Lammert: „Zeitungen sind systemrelevant“

Bundestagspräsident will mehr junge Leser

Welch hohe Bedeutung Zeitungen auch in einer sich technologisch rasant weiterentwickelnden Welt haben, hat Bundestagspräsident Professor Norbert Lammert in seinem Festvortrag am ersten Kongresstag unterstrichen. Zeitungen seien, so Lammert, für ein demokratisches Zusammenleben genauso wichtig wie Banken für ein modernes Wirtschaftssystem.

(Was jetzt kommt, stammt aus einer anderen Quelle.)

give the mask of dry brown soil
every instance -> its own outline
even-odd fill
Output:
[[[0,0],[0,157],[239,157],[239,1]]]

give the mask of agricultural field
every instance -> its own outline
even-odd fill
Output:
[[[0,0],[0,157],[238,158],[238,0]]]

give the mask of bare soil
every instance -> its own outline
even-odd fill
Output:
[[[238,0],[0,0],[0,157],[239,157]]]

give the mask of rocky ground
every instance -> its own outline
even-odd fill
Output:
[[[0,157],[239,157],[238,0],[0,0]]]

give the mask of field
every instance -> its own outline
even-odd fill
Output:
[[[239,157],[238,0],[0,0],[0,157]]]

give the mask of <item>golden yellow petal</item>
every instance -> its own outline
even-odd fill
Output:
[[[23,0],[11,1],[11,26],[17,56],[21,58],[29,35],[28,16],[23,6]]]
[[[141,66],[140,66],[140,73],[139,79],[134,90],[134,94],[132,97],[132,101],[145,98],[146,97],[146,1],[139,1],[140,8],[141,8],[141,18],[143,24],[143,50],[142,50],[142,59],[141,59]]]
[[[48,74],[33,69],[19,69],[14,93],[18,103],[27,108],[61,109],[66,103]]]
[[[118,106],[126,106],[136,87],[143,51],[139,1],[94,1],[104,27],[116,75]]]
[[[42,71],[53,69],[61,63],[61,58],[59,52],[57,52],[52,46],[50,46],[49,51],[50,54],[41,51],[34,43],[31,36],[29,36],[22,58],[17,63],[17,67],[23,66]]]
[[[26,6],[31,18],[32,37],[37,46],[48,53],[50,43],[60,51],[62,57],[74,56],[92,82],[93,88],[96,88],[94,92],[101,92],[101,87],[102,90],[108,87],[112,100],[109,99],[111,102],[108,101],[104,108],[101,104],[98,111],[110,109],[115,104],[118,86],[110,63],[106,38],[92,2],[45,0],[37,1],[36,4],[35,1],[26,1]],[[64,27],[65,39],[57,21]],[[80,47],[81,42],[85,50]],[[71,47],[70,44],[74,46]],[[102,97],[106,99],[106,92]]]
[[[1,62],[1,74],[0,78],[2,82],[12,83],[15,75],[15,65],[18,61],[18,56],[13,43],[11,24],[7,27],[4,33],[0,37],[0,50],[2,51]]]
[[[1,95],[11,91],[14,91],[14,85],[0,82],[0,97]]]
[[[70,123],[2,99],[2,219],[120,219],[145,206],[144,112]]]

„Sie sind systemrelevant und ein Aussterben der Zeitungen hätte fatale Folgen für unsere de­mokratische Ordnung“, so Lammert. Denn vor allem Zeitungen seien es, die den Leser mit schwierigen politischen und wirtschaftlichen Themen konfrontierten. „Vom Internet erwarten die Nutzer Antworten auf ihre gezielt gestellten Fragen zu erhalten. Von den Zeitungen erwarten sie hingegen tagtäglich ein großes Informations­angebot, aus dem sie sich bedienen können“, erläuterte der Bundestagspräsident. Dieser artiku­lierte Vertrauensvorsprung des Qualitätsmediums Zeitung spiegele sich auch darin wider, dass auch die junge Generation Zeitung als das Me­dium mit der höchsten Glaubwürdigkeit bei widersprüchlichen Themen ansähen. Laut JIM-Stu­die 2008 würden 44 Prozent bei den Zwölf- bis 19-Jährigen bei unübersichtlicher Themenlage zuerst die Zeitungen zurate ziehen, 31 Prozent das Fernse­hen und nur zwölf Prozent das Internet. „Dies zeigt deutlich, das Internet und die Zeitungen haben grundverschiedene Aufgaben“, fuhr Lam­mert fort. Das Netz würde vor allem als Lexikon genutzt und die Zeitungen als analysierendes Medium. Ziel müsse es sein, so Lammert, wieder mehr Jugendliche von dieser einordnenden Funktion zu begeistern.